In Rome he lived for two years during which he wrote the historical drama “King Sverre“(” Sverre Kong “) and the trilogy”Sigurt the violent“(” Sigurd Slembe “) and sharpened his dramatic art. After leaving Rome he went to France and Germany.
In 1865 Christiania paid homage to Bjornson giving him the direction of his theater, a position he left the following year to return to journalism and dedicate himself to politics in which he was an intransigent Republican and radical opponent of Sweden and the monarchy.
In 1880 he went to the United States, where he gave a series of lectures. Meanwhile he continued his political commitment until the birth, in 1903, of a government of the left. In the same year Bjornson received the prestigious Nobel Prize in Literature, as “a tribute to his noble, magnificent and versatile poetry, with which he stood out for the clarity of his inspiration and the rare purity of his spirit. ”

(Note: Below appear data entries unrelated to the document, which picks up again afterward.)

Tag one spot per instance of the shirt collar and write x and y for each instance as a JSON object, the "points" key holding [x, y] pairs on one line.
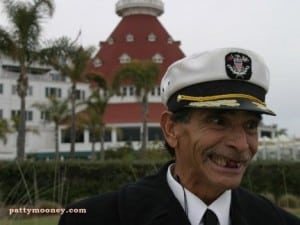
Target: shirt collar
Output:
{"points": [[196, 207]]}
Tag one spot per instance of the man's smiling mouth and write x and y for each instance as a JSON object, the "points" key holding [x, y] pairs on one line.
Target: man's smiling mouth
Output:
{"points": [[224, 161]]}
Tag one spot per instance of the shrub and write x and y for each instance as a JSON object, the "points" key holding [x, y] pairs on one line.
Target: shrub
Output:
{"points": [[289, 201], [269, 196]]}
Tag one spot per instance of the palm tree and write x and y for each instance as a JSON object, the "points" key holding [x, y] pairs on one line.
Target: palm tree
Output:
{"points": [[4, 130], [55, 111], [96, 105], [143, 75], [20, 42], [71, 60]]}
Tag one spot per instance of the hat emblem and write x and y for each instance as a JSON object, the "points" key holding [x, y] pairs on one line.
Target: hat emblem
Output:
{"points": [[238, 66]]}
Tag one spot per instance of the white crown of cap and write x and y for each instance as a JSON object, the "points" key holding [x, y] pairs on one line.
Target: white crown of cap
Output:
{"points": [[209, 66]]}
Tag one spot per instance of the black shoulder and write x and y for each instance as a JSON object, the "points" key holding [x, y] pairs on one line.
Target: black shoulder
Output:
{"points": [[256, 207], [101, 209]]}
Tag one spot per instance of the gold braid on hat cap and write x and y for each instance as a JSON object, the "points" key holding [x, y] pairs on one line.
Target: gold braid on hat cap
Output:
{"points": [[218, 97]]}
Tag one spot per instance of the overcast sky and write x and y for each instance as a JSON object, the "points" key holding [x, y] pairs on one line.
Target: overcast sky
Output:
{"points": [[269, 27]]}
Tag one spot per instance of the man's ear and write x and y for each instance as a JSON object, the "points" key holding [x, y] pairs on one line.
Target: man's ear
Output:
{"points": [[168, 128]]}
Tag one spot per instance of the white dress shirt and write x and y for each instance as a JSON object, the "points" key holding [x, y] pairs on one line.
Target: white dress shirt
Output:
{"points": [[195, 207]]}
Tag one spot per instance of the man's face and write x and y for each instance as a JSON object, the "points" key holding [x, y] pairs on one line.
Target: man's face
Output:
{"points": [[214, 147]]}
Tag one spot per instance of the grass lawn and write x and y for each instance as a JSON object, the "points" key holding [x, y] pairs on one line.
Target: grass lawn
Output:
{"points": [[49, 220], [53, 220], [295, 211]]}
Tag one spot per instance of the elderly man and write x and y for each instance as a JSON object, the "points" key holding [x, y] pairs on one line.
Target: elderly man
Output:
{"points": [[214, 104]]}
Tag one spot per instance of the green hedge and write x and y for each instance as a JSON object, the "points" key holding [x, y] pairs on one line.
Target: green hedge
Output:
{"points": [[67, 181]]}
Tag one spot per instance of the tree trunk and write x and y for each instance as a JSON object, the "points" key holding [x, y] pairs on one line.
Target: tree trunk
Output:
{"points": [[56, 143], [102, 133], [73, 127], [22, 86], [93, 155], [145, 127]]}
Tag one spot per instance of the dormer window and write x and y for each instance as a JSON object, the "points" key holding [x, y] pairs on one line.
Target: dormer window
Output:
{"points": [[110, 41], [170, 40], [157, 58], [152, 37], [124, 58], [97, 62], [129, 38]]}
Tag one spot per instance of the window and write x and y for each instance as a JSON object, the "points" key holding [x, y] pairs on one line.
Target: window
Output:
{"points": [[57, 77], [107, 136], [124, 91], [30, 91], [155, 134], [66, 136], [124, 58], [128, 134], [44, 115], [97, 62], [131, 91], [53, 92], [28, 114], [110, 41], [80, 94], [151, 37], [14, 90], [129, 38], [157, 58], [158, 90]]}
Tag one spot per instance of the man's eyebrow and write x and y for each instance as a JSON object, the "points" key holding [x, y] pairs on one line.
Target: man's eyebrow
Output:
{"points": [[221, 112]]}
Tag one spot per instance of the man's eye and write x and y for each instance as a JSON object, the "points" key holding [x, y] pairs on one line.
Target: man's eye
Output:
{"points": [[251, 125], [218, 121]]}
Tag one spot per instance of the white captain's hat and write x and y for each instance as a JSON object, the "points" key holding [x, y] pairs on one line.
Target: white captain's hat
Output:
{"points": [[226, 78]]}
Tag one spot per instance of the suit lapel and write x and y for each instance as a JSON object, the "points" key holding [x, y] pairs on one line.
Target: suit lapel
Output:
{"points": [[151, 202]]}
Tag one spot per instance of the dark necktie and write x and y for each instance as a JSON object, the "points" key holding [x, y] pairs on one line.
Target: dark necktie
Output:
{"points": [[210, 218]]}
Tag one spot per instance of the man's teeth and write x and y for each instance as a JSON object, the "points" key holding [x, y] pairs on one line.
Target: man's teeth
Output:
{"points": [[225, 162]]}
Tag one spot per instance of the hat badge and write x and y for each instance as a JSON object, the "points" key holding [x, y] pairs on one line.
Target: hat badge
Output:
{"points": [[238, 66]]}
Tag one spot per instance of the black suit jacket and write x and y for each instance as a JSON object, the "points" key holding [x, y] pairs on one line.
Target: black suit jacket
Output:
{"points": [[151, 202]]}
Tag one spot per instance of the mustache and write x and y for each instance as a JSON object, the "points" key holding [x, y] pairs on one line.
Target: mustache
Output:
{"points": [[243, 157]]}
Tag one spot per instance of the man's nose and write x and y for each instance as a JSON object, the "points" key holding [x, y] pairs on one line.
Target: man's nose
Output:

Among his last works are, in 1909, the patriotic song “When the new wine blooms“(” Naar den ny vin blomstrer “). He died in Paris April 26, 1910, at the age of 78.
His pioneering work in lyric, prose, and theater was a point of reference for many writers, including Knut Hamsun, Selma Lagerlöf, Johannes V. Jensen. Among other works by Bjornson we remember: “The farm of the sun”, (1857), “Hulda la renga” (1858), “A cheerful boy” (1860), “Novellette” (1860), “The fisherman’s daughter” (1868), “The journalist “(1875),” Leonarda “(1879),” Dust “(1882),” Beyond human forces “(1883),” Flags in the city and the port “(1884),” On paths of God “(1889),” A glove “(1893).